On Tue, Dec 01, 2020 at 10:27:15AM -0300, Martin Pieuchot wrote:
> On 01/12/20(Tue) 10:21, Claudio Jeker wrote:
> > On Mon, Nov 30, 2020 at 07:19:28PM -0300, Martin Pieuchot wrote:
> > > On 04/11/20(Wed) 11:19, Martin Pieuchot wrote:
> > > > Here's a 3rd approach to solve the TOCTOU race in single_thread_set().
> > > > The issue being that the lock serializing access to `ps_single' is not
> > > > held when calling single_thread_check().
> > > > 
> > > > The approach below is controversial because it extends the scope of the
> > > > SCHED_LOCK().  On the other hand, the two others approaches that both
> > > > add a new lock to avoid this race ignore the fact that accesses to
> > > > `ps_single' are currently not clearly serialized w/o KERNEL_LOCK().
> > > > 
> > > > So the diff below improves the situation in that regard and do not add
> > > > more complexity due to the use of multiple locks.  After having looked
> > > > for a way to split the SCHED_LOCK() I believe this is the simplest
> > > > approach.
> > > > 
> > > > I deliberately used a *_locked() function to avoid grabbing the lock
> > > > recursively as I'm trying to get rid of the recursion, see the other
> > > > thread on tech@.
> > > > 
> > > > That said the uses of `ps_single' in ptrace_ctrl() are not covered by
> > > > this diff and I'd be glad to hear some comments about them.  This is
> > > > fine as long as all the code using `ps_single' runs under KERNEL_LOCK()
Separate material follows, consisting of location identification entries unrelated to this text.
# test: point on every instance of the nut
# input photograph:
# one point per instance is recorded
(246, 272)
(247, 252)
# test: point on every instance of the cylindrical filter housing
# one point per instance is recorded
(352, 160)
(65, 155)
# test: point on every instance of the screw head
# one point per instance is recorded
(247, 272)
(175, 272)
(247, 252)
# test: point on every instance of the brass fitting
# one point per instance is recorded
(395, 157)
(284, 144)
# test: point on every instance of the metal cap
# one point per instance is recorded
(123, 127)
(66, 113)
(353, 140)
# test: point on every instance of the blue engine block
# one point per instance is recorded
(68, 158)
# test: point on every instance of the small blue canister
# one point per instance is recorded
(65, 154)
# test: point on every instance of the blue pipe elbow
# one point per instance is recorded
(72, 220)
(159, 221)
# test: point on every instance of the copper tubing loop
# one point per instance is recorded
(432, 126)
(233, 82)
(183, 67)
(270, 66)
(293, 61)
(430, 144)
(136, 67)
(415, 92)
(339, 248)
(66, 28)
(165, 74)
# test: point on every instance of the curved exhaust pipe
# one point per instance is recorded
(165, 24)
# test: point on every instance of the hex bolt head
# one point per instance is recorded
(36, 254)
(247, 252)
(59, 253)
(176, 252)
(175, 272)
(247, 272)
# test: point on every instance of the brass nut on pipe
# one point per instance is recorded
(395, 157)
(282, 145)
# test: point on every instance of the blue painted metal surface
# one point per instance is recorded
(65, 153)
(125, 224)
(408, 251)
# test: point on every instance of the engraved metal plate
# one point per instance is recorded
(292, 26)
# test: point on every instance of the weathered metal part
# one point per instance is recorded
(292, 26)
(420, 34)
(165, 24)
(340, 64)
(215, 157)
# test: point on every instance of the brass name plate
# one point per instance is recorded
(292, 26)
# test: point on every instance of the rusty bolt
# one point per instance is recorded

> > > > but since we're trying to get the single_thread_* API out of it, this
> > > > need to be addressed.
> > > > 
> > > > Note that this diff introduces a helper for initializing ps_single*
> > > > values in order to keep all the accesses of those fields in the same
> > > > file.
> > > 
> > > Anyone?  With this only the `ps_threads' iteration must receive some
> > > love in order to take the single_thread_* API out of the KERNEL_LOCK().
> > > For that I just sent a SMR_TAILQ conversion diff.
> > > 
> > > Combined with the diff to remove the recursive attribute of the
> > > SCHED_LOCK() we're ready to split it into multiple mutexes.
> > > 
> > > Does that make any sense?  Comments?  Oks?
> > > 
> > > > Index: kern/kern_fork.c
> > > > ===================================================================
> > > > RCS file: /cvs/src/sys/kern/kern_fork.c,v
> > > > retrieving revision 1.226
> > > > diff -u -p -r1.226 kern_fork.c
> > > > --- kern/kern_fork.c    25 Oct 2020 01:55:18 -0000      1.226
> > > > +++ kern/kern_fork.c    4 Nov 2020 12:52:54 -0000
> > > > @@ -563,10 +563,7 @@ thread_fork(struct proc *curp, void *sta
> > > >          * if somebody else wants to take us to single threaded mode,
> > > >          * count ourselves in.
> > > >          */
> > > > -       if (pr->ps_single) {
> > > > -               atomic_inc_int(&pr->ps_singlecount);
> > > > -               atomic_setbits_int(&p->p_flag, P_SUSPSINGLE);
> > > > -       }
> > > > +       single_thread_init(p);
> > 
> > This is not the right name for this function. It does not initalize
> > anything. Why is this indirection needed? I would just put the
> > SCHED_LOCK() around this bit. It makes more sense especially with the
> > comment above.
> 
> Updated diff does that.  I introduced a function because it helps me
> having all the locking in the same place.
> 
> > > > Index: kern/kern_sig.c
> > > > ===================================================================
> > > > RCS file: /cvs/src/sys/kern/kern_sig.c,v
> > > > retrieving revision 1.263
> > > > diff -u -p -r1.263 kern_sig.c
> > > > --- kern/kern_sig.c     16 Sep 2020 13:50:42 -0000      1.263
> > > > +++ kern/kern_sig.c     4 Nov 2020 12:38:35 -0000
> > > > @@ -1932,11 +1932,27 @@ userret(struct proc *p)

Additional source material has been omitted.